40 Ways to Prevent Tantrums
You've been there -- your child is bored, cranky, and about to lose it while you're in a waiting room, a checkout line, or a restaurant. Here's a huge bag of tricks designed to distract kids and keep everyone happy.
Just when you've managed to get everything on your grocery list with toddler in tow, you wind up in the checkout line with the cashier-in-training. The man ahead of you is demanding a price check on every purchase, and your daughter starts whining, "Go home NOW!" You search for something to distract her, but all you see are racks of TV Guides and National Enquirers and a woman behind you with that my-child-would-never-behave-that-way look on her face. The best you can come up with are those useless words, "Let's try to be patient. It's almost our turn."

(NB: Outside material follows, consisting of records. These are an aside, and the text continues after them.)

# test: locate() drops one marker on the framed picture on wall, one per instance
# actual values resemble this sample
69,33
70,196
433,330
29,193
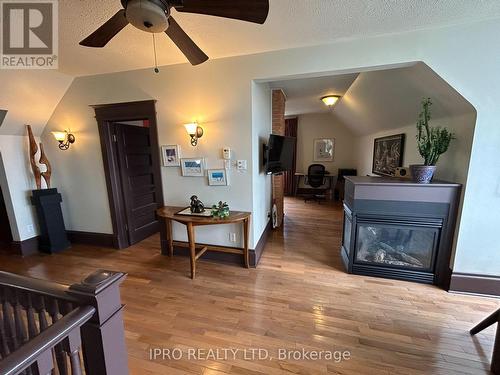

At moments like this, most parents wish they were carrying a purse like the one Mary Poppins had -- a bottomless bag of treasures to keep a child amused until the groceries are bagged, the waitress finally brings the burgers, or the doctor is ready to see you. However, with a bit of planning, you can have an array of interesting items and activity ideas on hand to distract your child -- and stave off a tantrum.
"Prepared waiting" not only makes things more pleasant in the present but teaches children a lifelong skill: how to take waiting in stride. When my youngest son, Nate, was 6, he got so used to sitting through school-committee meetings with me that he came up with a new word. "Wait! I have to get my occupiance!" he'd say, dashing off to collect paper, crayons, or comics to bring along.
Of course, you can't expect your kids to be patient if you're fuming about the wait yourself. But just saying, "Hey, maybe we have time to play a game" can put everyone in a fresh frame of mind. I talked to parents around the country to get their best save-the-day strategies.
Play treasure hunt.
In a waiting room, grab a few magazines and say, "Who can find a picture of a flower?" The first one to spot it gets to name the next object to find.
Plan special deliveries.
Write a letter to your child -- in pig latin if he's old enough -- and keep it in your purse. You might even enclose a few stickers in the envelope. A younger child may like to play postman and deliver his mail back to you.
Suddenly announce, "Oh, I think I hear the tickle spider coming to see you!" and delicately walk your fingers up her arm.
Don't show and tell.
Have your child close his eyes. Take something out of your purse, and put it in his hand. See if he can guess what it is.
"Draw" on your child's back.
Trace a face with your finger, and see if she can tell which feature you're drawing. Try letters, numbers, or even words. Let her draw something on your back
Snag some supplies.
If you don't have something to draw on at a restaurant, ask the waitress to bring over some paper place mats or extra napkins.
Tell a story together.
"Happily and unhappily" is a wonderful game that my sister-in-law from England taught us. You might say, "Happily, Peter received a card with five dollars in it from Grandma." "Unhappily, the wind blew it down the street," your child says. "Happily, it stopped right in front of his house." "Unhappily, the dog grabbed it and ran off. . ." and so on.
Pose a question.
Have your children respond with words starting with their initials: For example, "What do you like to do, Emily Johnson?" "Eat jelly!"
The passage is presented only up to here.